Señaló con el dedo extendido las bóvedas oscuras.
– Entonces se construía así. Fijaos qué sólido. Esas bóvedas pasan ya de los mil años, y ahí las tenéis, dispuestas a durar otros tantos. No podemos decir lo mismo de las ampliaciones esas que han hecho ahora, con cemento y viguetas de acero. Dentro de cincuenta años no quedara nada de ellas.
– Y de esa novela, ¿qué?
– Yo no sé nada, pero tiene que ser eso que os dije: la historia de estos arsenales vista por el proletariado que los construyó y trabajó en ellos desde que se puso la primera piedra, hasta nosotros mismos. Fuera de esto, no hay nada que valga la pena leer.
– Usted lo hace de corrido.
– A mí pueden echarme un tomo grueso o delgado, de letra grande o pequeña. Me da igual, lo leeré por las noches en mi casa, y si tengo auditorio lo haré en voz alta. Quedáis invitados a oírme.
José González había terminado el trompo de su sobrino Claudio y buscaba cuerda fina para probarlo en el suelo de tierra apisonada, dura como si fuese de piedra: no la habían tocado en los últimos siglos.
Quizás tuviera razón la señorita Isolina en sus ideas sobre la elegancia; pero de hecho se hallaba un poco anticuada.
– ¡No hay cosa más fea que una minifalda! No sé cómo sois capaces de llevar semejante cosa.
Sin embargo, nadie como la señorita Isolina para cortar los velos de tul ilusión, y para que otros, de tul más ordinario y más barato, parecieran de lo caro y de lo fino. Únicamente por su arte de cortar los velos y de ponerlos luego sobre las cabezas recién rizadas, la señorita Isolina, con sus ochenta años pasados, seguía teniendo clientela.
– Échame acá esa falda, que le planche las costuras -gritó Inés, la de la plancha; y cogió al vuelo la falda blanca que le arrojaba Dora, que acababa de coserla a máquina. También en esto de las máquinas, como en lo de las planchas, la señorita Isolina había transigido: la vieja Singer de pedal andaba por los rincones y sólo la usaba ella misma, la señorita Isolina, a quien nunca habían gustado las máquinas eléctricas.
– ¿Has oído algo de eso de la novela? -dijo Dora; y desde su rincón silencioso le respondió Carmela:
– Sí, me lo contó mi hermana, que estaba en el teatro. Mi hermana, ya lo sabéis, trabaja por las mañanas en la Caja, _y asistió a la función.
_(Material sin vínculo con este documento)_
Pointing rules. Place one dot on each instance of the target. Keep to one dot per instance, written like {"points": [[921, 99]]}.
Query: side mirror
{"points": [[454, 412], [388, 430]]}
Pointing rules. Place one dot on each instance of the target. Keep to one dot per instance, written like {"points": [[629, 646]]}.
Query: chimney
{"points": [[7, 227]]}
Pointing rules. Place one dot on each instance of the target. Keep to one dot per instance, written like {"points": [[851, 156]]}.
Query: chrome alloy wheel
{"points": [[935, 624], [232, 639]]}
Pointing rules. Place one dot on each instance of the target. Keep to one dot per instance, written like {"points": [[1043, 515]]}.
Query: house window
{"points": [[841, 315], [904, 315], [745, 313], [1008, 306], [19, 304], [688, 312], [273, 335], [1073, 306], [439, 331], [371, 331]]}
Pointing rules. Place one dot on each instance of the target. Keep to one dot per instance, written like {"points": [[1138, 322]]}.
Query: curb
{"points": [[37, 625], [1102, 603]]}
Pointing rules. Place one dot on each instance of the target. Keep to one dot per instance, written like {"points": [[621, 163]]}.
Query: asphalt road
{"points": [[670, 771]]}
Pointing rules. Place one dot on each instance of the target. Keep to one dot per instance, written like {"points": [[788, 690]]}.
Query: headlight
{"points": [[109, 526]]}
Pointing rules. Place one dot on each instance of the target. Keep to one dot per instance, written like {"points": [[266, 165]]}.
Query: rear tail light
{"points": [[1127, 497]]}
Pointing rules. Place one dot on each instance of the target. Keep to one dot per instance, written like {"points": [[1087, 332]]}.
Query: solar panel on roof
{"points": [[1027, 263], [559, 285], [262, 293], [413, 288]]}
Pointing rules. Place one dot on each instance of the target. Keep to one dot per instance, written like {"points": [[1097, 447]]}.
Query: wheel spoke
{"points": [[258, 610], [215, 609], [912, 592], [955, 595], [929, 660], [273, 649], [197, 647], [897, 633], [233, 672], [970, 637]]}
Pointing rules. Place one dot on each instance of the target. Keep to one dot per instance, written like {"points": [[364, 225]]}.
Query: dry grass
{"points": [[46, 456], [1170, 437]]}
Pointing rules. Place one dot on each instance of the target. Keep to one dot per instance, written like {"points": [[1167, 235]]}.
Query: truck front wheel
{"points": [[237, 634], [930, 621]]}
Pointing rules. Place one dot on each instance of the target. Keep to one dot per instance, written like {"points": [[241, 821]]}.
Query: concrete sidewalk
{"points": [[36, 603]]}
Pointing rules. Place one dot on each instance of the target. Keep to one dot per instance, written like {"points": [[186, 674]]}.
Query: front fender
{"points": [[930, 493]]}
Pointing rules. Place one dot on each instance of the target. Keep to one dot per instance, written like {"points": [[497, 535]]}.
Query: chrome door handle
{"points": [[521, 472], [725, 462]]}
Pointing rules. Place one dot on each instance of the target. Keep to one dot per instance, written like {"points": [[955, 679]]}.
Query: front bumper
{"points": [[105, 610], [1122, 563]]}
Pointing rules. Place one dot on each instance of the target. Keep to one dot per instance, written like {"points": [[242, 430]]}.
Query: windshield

La novela la va a escribir ese que anda siempre de negro, ese alto, del sombrero ancho, y de la chalina, ese que va a casarse con una tal Elisa que sabe muy bien el inglés y que también está en la Caja.
– ¿Y de qué va a tratar esa novela? -dijo Inés desde la tabla de la plancha; y Dora le contestó:
– Pues de algo de aquí tendrá que ser. Algo de una Cofradía o algo de nosotras mismas. ¡Vaya usted a saber! A mí me gustan los de uniforme: pues con eso que me gusta a mí basta para hacer una novela.
– Pues ya puedes ir contándole a ese de la chalina lo que piensas y lo que esperas -dijo Juanita, que hasta entonces había permanecido muda atenta a lo suyo que era rematar una manga.
– ¡Si no fuera por- su novia…! Yo la conozco. No sabéis qué harpía es.
Inés planchaba cuidadosamente las costuras de la falda.
– Pues cuando se publique esa novela, le pediremos a la maestra que la compre y una de nosotras la leerá mientras las demás trabajan: era lo que se hacía antes, según me han contado, leer una en voz alta mientras las otras cosían. Era una buena costumbre, pero esas novelas ya no hay quien las aguante. No sirven para nada. «Señora, yo os amo»: ya no hay hombres que digan eso; ya no se ama. Lo que ahora quieren los tíos es irse a la cama contigo.
– Y las tías, ¿quieren otra cosa?
– Mujer, hay de todo. No puedes echarnos a todas en el mismo saco. Yo misma, aquí donde me tienes, espero casarme como lo hizo mi madre, como lo hizo mi abuela, como lo hicieron todas las mujeres de mi familia: con cura y todo. Sin esos requisitos, no parece que una esté casada.
El sol, que pegaba sobre la superficie de la mar, movida de menudas olas, entraba por los ojos de buey, abiertos, y moría en el techo de planchas claveteadas, pintadas de blanco. Moría moviéndose, meneándose como las olas menudas. El Teniente de Navío Cortázar, el último ayudante del Capitán General, entró en la camareta pidiendo a voces una copa para un gaznate que se había secado. El Teniente de Navío Menéndez le mandó sentar y encargó la copa al cho que esperaba en un rincón.